Adaletin, eşitliğin, paylaşımın, özgürlüğün olmadığı şartlarda neyin barışını kutlayacağız? Egemen iktidar odaklarının toplum üzerinde hakimiyet kurma ve bunu da baskı yoluyla topluma kabul ettirmesinimi barış olarak kutlayacağız!! Sınıfların, savaşların, sınırların ve sömürünün olmadığı, Halkın, halkların her türlü gerici, ırkçı, ve düşmanlaştırıcı zihniyetlerden uzak durduğu, halklar arası dostluğun olduğu, bir ulusun başka bir ulusu ezmediği, özgürlüğün ve eşitliğin olduğu adil ve huzurlu bir dünyada yaşamanın barışını kutlarız tabiki. Yani şu an için kutlanacak bir barış göremiyoruz. Barış için önce adalatin, özgürlüğün, eşitliğin kurulması ve yaşanılması gerekiyor.

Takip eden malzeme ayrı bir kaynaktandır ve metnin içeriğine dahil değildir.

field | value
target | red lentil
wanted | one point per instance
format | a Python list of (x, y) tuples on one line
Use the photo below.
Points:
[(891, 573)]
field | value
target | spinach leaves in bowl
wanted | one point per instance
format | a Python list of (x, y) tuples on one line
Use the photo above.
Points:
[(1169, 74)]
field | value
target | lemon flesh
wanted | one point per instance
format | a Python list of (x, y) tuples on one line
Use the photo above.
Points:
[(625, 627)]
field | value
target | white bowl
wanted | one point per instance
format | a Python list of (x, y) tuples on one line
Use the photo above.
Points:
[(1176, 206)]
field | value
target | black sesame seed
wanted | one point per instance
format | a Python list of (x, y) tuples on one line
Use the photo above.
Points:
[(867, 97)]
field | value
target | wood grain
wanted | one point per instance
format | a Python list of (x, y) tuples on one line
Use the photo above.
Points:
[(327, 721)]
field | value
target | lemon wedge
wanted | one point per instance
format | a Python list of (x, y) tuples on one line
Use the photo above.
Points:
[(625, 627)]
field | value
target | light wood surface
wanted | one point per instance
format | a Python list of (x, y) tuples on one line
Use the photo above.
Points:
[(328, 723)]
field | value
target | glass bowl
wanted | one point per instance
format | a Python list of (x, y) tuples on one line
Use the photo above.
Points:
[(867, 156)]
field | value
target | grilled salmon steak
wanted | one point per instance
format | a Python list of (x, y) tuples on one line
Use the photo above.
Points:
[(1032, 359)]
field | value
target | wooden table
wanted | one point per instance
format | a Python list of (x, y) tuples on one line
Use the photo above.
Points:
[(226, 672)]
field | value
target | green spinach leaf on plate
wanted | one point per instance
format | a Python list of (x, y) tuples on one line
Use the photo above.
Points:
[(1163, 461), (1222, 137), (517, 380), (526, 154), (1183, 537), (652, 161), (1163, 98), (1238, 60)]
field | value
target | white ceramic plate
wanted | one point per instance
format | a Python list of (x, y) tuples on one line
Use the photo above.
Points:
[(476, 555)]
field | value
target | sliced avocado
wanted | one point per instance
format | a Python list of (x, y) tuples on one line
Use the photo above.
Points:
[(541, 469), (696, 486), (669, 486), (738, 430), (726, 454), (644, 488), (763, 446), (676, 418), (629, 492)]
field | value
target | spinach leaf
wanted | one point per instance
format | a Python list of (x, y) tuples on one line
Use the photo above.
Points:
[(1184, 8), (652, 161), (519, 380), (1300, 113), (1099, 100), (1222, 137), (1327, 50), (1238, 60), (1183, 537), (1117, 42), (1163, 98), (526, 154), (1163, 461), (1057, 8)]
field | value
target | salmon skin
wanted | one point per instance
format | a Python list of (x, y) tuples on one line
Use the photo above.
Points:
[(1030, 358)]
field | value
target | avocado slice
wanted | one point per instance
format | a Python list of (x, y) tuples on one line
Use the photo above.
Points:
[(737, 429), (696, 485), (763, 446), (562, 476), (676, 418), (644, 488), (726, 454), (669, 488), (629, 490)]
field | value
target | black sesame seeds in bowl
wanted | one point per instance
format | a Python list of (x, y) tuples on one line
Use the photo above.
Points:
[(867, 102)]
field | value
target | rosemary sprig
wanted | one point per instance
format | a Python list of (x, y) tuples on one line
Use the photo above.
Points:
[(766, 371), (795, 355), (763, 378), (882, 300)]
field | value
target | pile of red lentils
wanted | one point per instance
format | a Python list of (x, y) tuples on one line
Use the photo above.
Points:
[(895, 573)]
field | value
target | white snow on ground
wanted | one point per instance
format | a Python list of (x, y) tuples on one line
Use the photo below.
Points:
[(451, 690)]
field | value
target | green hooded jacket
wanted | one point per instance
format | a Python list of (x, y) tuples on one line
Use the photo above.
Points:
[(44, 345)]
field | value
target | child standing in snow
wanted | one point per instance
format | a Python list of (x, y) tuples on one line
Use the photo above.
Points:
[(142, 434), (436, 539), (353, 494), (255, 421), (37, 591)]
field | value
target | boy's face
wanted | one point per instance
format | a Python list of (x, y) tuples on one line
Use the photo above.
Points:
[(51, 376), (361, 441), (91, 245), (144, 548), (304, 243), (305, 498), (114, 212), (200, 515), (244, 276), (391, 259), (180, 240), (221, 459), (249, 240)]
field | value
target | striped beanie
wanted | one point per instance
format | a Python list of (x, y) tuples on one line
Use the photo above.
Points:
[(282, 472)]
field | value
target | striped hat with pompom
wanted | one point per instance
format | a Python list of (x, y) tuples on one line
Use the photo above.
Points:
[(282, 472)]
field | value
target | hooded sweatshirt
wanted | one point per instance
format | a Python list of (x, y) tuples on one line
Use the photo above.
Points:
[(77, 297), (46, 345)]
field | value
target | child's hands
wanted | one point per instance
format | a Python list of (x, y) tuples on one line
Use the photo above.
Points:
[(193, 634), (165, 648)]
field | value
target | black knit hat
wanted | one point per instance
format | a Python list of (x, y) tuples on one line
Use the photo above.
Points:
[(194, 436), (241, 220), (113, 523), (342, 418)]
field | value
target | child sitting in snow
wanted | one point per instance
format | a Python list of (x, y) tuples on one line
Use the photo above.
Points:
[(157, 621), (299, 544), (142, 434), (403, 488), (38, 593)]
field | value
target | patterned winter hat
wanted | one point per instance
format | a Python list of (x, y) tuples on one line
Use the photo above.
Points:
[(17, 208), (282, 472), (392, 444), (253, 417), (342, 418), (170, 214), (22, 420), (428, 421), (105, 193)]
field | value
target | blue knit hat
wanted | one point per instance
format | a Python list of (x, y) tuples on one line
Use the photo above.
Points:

Halkların barış istemi tabiki önemlidir. Barış için sokaklara çıkmak ta tabiki önemlidir ama buna rağmen kutlanacak bir barış maalesef YOK! Barışı en çok dillendirenler ve barışın olması için en çok mücadele edenler Kürtlerdir ama en çok ta savaştan dolayı ölenler yine Kürtlerdir. Sadece bir halkın barışı istemesi ve direnmesi barışı geliştirmek için yeterli değil, yoksulluk yaşayan, ezilen, baskı ve zulüm altında yaşayan bütün toplumsal kesimlerin sokaklara çıkması ve direnmesi ancak gerçek barışı inça eder. Faşizm ve diktatörlük ortadan kalkmadıkça, toplum baskı ve faşizm şartlarında yaşadıkça, gerçek demokrasi ve adalet olmadıkça, barış hiç olur mu? Önce adalet, eşitlik, özgürlük ve gerçek demokrasi olacak. Bu söylediğimiz değerler olmadıkça ve yaşanılmadıkça barış nasıl gelişecek ve yaşanılacak? Önce diktatörlüğün ve faşizmin ortadan kalması gerekiyor. Halkın, halkların, ezilen ulusun, ulusların özgür olması özgürleşmesi gerekiyor.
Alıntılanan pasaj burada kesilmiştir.